Global shares had lost steam last week after Washington ordered China's consulate in Houston to close, prompting Beijing to react in kind by closing the US consulate in Chengdu.

US Secretary of State Mike Pompeo took fresh aim at China last week, saying Washington and its allies must use "more creative and assertive ways" to press the Chinese Communist Party to change its ways.

"US President (Donald) Trump used to say China's President Xi Jinping is a great leader.
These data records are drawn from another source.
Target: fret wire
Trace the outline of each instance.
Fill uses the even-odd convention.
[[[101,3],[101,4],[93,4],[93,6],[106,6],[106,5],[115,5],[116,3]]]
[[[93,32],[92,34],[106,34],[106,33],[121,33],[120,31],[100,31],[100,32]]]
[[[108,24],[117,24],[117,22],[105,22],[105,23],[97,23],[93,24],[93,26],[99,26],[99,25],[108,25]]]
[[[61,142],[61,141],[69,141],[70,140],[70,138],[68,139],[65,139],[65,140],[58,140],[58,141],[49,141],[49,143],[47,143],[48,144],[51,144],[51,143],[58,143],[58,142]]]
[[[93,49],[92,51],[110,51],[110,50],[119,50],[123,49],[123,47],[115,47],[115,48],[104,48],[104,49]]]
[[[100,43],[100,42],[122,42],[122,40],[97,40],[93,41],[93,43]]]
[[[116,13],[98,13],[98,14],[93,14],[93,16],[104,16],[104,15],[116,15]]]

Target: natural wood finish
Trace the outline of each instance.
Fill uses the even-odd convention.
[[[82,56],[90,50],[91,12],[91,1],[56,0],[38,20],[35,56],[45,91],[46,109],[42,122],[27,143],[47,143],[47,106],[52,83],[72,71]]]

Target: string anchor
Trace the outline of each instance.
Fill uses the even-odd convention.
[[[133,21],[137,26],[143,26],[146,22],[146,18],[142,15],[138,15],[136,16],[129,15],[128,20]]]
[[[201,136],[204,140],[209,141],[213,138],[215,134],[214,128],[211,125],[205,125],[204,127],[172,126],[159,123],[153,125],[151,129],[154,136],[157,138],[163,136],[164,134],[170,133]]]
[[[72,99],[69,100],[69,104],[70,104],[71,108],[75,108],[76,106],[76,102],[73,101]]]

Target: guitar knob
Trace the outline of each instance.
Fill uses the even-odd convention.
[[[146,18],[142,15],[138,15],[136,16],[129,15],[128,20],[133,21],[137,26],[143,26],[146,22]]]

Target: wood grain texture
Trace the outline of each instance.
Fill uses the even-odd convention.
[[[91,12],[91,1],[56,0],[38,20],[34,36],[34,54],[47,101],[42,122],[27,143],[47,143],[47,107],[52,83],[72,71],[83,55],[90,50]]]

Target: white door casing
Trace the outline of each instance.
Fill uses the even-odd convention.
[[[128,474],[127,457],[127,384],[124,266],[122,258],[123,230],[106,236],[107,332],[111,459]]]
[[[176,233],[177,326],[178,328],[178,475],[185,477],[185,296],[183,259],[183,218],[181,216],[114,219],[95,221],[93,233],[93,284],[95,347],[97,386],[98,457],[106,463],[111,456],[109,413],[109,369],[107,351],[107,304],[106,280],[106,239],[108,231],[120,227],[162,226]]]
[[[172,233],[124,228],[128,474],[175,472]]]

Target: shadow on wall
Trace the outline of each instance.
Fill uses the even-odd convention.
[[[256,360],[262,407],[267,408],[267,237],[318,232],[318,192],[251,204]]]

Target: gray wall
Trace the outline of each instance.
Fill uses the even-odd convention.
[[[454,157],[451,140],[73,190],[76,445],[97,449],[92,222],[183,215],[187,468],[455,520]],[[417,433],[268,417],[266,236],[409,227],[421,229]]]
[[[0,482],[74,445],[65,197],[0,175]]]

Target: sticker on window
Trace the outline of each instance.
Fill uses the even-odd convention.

But now Pompeo's wording is becoming so aggressive that markets are starting to worry about further escalation," said Norihiro Fujito, chief investment strategist at Mitsubishi Securities.

Gold rose 1.0 percent to a record high of $1,920.9 per ounce, surpassing a peak touched in September 2011, as Sino-US tensions boosted the allure of safe-haven assets, especially those not tied to any specific country.

The yellow metal is also helped by aggressive monetary easing adopted by many central banks around the world since the pandemic plunged the global economy into a recession.

Some investors fret such an unprecedented level of money-printing could eventually lead to inflation.

MORE STIMULUS

Hopes of a quick US economic recovery are fading as coronavirus infections showed few signs of slowing.

That means the economy could capitulate without fresh support from the government, with some of earlier steps such as enhanced jobless benefits due to expire this month.

Investors hope US Congress will agree on a deal before its summer recess but there are some sticking points including the size of the stimulus and enhanced unemployment benefits.

US Treasury Secretary Steve Mnuchin said the package will contain extended unemployment benefits with 70 percent "wage replacement".

Democrats, who control the House of Representatives, want enhanced benefits of $600 per week to be extended and look to much bigger stimulus compared with the Republicans' $1 trillion plan.

Investors are looking to corporate earnings from around the world for hints on the pace of recovery in the global economy.

"It looks like rising coronavirus cases are starting to slow down recovery in many countries," said Masahiro Ichikawa, senior strategist at Sumitomo Mitsui DS Asset Management.

Concerns about the US economic outlook started to weigh on the dollar, reversing its inverse correlation with the economic well-being over the past few months.

The dollar index dropped 0.3 percent to its lowest level in nearly two years.

The euro gained 0.3 percent to $1.1693, hitting a 22-month high of $1.16590 as sentiment on the common currency improved after European leaders reached a deal on a recovery fund in a major step towards more fiscal co-operation.

Against the yen, the dollar slipped 0.5 percent to 105.605 yen, a four-month low while the British pound hit a 4 1/2-month high of $1.2832.

Oil prices dipped on worries about the worsening Sino-US relations.

Brent futures fell 0.46 percent to $43.14 per barrel while US crude futures lost 0.44 percent to $41.11.